What was the Court of Augmentations and what did it do?

The Court of Augmentations was an English financial court established by Thomas Cromwell in 1536 during the reign of Henry VIII. Its primary function was to administer and sell the lands, buildings, and revenues confiscated from the Roman Catholic Church during the dissolution of the monasteries. It had its own chancellor, treasurer, lawyers, receivers, and auditors.

When was the Court of Augmentations established and when did it end?

The Court of Augmentations was founded in 1536 and operated until 1554, when it was incorporated into the Exchequer as the Augmentation Office.

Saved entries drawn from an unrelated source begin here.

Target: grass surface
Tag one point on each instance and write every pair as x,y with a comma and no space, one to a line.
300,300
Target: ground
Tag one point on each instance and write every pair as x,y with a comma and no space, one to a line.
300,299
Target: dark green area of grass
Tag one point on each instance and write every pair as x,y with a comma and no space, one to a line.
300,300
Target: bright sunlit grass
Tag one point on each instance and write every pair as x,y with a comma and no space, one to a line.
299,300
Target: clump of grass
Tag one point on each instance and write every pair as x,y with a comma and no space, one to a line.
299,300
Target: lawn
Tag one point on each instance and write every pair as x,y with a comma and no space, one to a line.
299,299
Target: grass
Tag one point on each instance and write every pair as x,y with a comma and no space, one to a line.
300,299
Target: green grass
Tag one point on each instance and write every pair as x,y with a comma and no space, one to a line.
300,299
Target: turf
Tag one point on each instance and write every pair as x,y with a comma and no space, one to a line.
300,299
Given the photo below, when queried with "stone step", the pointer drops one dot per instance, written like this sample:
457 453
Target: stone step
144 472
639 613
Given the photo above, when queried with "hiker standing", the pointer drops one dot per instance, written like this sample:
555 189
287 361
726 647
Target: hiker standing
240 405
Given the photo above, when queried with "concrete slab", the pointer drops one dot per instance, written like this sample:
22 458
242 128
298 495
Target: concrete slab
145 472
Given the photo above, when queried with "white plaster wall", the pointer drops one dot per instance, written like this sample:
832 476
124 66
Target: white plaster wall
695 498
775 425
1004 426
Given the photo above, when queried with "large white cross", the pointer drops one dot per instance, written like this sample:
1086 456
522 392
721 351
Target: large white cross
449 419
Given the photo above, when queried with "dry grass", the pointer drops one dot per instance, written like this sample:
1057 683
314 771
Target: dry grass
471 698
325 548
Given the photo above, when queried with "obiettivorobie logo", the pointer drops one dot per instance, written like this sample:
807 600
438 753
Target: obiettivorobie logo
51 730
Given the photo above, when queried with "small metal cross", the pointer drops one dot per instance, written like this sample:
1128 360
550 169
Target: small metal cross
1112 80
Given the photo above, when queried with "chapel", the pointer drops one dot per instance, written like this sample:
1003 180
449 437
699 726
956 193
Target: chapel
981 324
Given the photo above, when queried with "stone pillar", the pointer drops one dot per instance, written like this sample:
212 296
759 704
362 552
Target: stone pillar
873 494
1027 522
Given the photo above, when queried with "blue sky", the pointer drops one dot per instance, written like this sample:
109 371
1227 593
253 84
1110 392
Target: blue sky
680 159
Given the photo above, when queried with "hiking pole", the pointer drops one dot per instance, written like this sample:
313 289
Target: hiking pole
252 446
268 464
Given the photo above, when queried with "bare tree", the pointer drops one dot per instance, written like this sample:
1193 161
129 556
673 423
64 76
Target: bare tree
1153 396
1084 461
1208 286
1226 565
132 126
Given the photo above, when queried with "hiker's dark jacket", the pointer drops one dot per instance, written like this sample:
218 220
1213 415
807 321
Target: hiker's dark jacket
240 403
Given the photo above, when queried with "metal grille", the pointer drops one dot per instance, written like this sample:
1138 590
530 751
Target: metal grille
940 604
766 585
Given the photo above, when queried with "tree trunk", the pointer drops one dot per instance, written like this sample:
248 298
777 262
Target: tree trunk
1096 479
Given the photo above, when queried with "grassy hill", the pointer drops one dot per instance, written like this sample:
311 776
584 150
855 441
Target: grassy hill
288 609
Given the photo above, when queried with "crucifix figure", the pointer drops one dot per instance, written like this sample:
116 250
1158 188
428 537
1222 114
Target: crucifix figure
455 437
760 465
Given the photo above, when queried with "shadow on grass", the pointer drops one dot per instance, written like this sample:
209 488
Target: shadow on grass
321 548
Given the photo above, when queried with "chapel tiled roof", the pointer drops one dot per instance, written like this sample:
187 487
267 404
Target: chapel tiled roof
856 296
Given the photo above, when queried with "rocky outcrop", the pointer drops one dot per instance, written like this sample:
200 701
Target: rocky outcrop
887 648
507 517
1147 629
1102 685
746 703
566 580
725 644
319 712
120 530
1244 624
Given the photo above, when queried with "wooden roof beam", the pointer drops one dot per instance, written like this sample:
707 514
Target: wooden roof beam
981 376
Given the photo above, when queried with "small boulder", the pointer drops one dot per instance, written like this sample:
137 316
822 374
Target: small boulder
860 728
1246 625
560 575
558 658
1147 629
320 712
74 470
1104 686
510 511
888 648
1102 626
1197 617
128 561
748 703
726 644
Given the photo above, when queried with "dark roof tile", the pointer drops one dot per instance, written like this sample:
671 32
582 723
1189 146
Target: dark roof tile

In 1547 it merged with the Court of General Surveyors before the final absorption into the Exchequer seven years later.

Who founded the Court of Augmentations?

Thomas Cromwell, chief minister to King Henry VIII, established the Court of Augmentations in 1536. It was created to manage the enormous transfer of Church property to the Crown that followed the dissolution of the monasteries.

What happened to monastery lands after the dissolution and how did the Court of Augmentations sell them?

Monastic lands passed to the Crown and were generally sold to wealthy lay buyers. The Court of Augmentations managed the sales through a formal process: its auditors produced documents called particulars describing the land, its value, the purchase price, and any restrictions, which were then reviewed and approved by commissioners before a sale warrant was issued.

Which was the last monastery to be dissolved in England?

Waltham Abbey in Essex was the last religious house to be dissolved, falling by 1540. By that year all monasteries, friaries, and other religious houses in England had been dissolved, with their properties transferred to the Crown.

What other courts operated alongside the Court of Augmentations?

Three lesser financial courts operated alongside the Court of Augmentations: the Court of General Surveyors (1540-1547), the Court of First Fruits and Tenths (1540-1554), and the Court of Wards and Liveries (1540-1660). Together they formed Henry VIII's expanded financial administration for managing Crown and Church revenues.